As imagens divulgadas da Mangueira pelo O Globo: 1) atentam contra os dogmas da Igreja Católica Apostólica Romana – ao tentar elencar Maria Madalena como uma trans, complacente com os determinados pecados sexuais, que SIM são pecados sexuais e qualquer católico ou evangélico possui o direito de dizer isto – VIDE decisão da ADO 26; e 2) atenta quanto ao entendimento da Igreja sobre segurança pública, no qual  a Igreja compreende que as autoridades devem ser obedecidas e que o mal deve ser punido ou refreado. No livro Direito Religioso, nós tratamos sobre o tema da seguinte forma:

Assim, sempre que alguém solapar o sagrado, é necessário a sociedade civil se interpor, contrariar, não aceitar. Estamos falando de dignidade humana, estamos falando de vida. Sem dignidade não há vida plena, apenas um suspiro dela. Todos os meios que tivermos para tentar barrar ataques à dignidade devem ser usados: boicote, justiça etc. Por isso que os crimes contra a honra e contra o sentimento religioso são tutelados penalmente em qualquer lugar do mundo.
Não há liberdade que, ao colidir com a dignidade humana, resista, porque é a dignidade da pessoa humana que possui o condão de tornar um axioma em liberdade. Não se trata de pesar qual a liberdade é mais importante ou maior, se a de expressão ou religiosa. As duas liberdades, como todas as demais, existem para SERVIR. Servir o preceito fundamental da Dignidade da Pessoa Humana. Aquela que não a serve, ou pior, a ofende, não esta cumprindo seu propósito, em claro desvirtuamento. A dignidade da pessoa humana é base de todos os direitos, funda-se no próprio direito natural.[1]

Vamos desenhar, não que você precise, mas nós, precisamos: no art. 5º da Constituição brasileira encontraremos um rol de direitos e garantias fundamentais. Tais determinações também são conhecidas como liberdades fundamentais, visto que são segmentos cruciais para a civilização, como a liberdade religiosa e a liberdade de expressão, e estão ali elencados como uma expressão do Estado Democrático de Direito.

A liberdade artística é outro direito fundamental presente na Constituição, especificamente no art. 5º, inciso IX (“é livre a expressão da atividade intelectual, artística, científica e de comunicação, independentemente de censura ou licença”) e no art. 220, §2º (“é vedada toda e qualquer censura de natureza política, ideológica e artística”). Contudo, nenhuma liberdade é ilimitada. Na linguagem popular, não se trata de uma autorização para libertinagem!

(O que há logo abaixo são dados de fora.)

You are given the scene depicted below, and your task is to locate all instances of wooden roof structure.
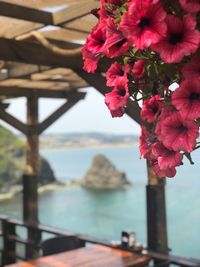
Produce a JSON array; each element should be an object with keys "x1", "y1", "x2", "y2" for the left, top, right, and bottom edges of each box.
[
  {"x1": 0, "y1": 0, "x2": 141, "y2": 124},
  {"x1": 0, "y1": 0, "x2": 168, "y2": 261}
]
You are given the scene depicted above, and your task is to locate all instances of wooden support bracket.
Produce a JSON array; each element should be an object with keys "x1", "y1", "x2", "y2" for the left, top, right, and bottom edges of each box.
[
  {"x1": 0, "y1": 109, "x2": 28, "y2": 135},
  {"x1": 38, "y1": 92, "x2": 86, "y2": 134}
]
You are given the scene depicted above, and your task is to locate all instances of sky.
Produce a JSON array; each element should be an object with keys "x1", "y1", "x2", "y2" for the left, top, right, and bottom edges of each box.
[{"x1": 3, "y1": 87, "x2": 140, "y2": 135}]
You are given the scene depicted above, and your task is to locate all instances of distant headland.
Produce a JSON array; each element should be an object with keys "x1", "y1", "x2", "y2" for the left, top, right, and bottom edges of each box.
[{"x1": 37, "y1": 132, "x2": 139, "y2": 150}]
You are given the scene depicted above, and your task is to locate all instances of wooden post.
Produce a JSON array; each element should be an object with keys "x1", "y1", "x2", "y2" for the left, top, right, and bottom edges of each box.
[
  {"x1": 146, "y1": 162, "x2": 169, "y2": 262},
  {"x1": 23, "y1": 96, "x2": 40, "y2": 259},
  {"x1": 1, "y1": 217, "x2": 16, "y2": 265}
]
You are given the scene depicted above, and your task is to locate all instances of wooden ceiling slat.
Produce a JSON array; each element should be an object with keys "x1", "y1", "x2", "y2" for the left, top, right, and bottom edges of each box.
[
  {"x1": 63, "y1": 14, "x2": 97, "y2": 34},
  {"x1": 0, "y1": 79, "x2": 71, "y2": 90},
  {"x1": 0, "y1": 38, "x2": 110, "y2": 72},
  {"x1": 0, "y1": 17, "x2": 43, "y2": 39},
  {"x1": 0, "y1": 0, "x2": 99, "y2": 26},
  {"x1": 0, "y1": 0, "x2": 74, "y2": 9},
  {"x1": 0, "y1": 37, "x2": 83, "y2": 70},
  {"x1": 53, "y1": 0, "x2": 99, "y2": 25},
  {"x1": 0, "y1": 1, "x2": 53, "y2": 24},
  {"x1": 0, "y1": 78, "x2": 87, "y2": 98}
]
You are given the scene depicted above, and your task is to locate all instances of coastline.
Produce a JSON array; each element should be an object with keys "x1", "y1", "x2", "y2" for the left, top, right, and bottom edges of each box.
[
  {"x1": 0, "y1": 182, "x2": 70, "y2": 202},
  {"x1": 40, "y1": 142, "x2": 138, "y2": 152}
]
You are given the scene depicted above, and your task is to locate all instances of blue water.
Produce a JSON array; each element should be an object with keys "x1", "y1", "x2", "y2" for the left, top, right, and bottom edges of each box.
[{"x1": 0, "y1": 146, "x2": 199, "y2": 258}]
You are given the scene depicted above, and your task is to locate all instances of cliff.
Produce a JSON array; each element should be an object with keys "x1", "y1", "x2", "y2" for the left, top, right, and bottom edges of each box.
[
  {"x1": 0, "y1": 125, "x2": 56, "y2": 192},
  {"x1": 81, "y1": 154, "x2": 130, "y2": 189}
]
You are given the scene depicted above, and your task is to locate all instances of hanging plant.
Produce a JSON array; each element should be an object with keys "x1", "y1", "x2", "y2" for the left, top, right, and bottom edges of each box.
[{"x1": 82, "y1": 0, "x2": 200, "y2": 178}]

No caso em questão, temos a colisão de dois direitos fundamentais: a liberdade religiosa (art. 5º, inciso VI da CRFB/88) e a liberdade artística. E agora, como resolver? Resposta: a dignidade da pessoa humana será a balança que pesará as conclusões de tal confronto. Trata-se de uma ponderação a ser feita em cada caso específico, colocando para avaliação as pessoas envolvidas, os sentimentos, e sobretudo, o que foi objetivamente desrespeitado.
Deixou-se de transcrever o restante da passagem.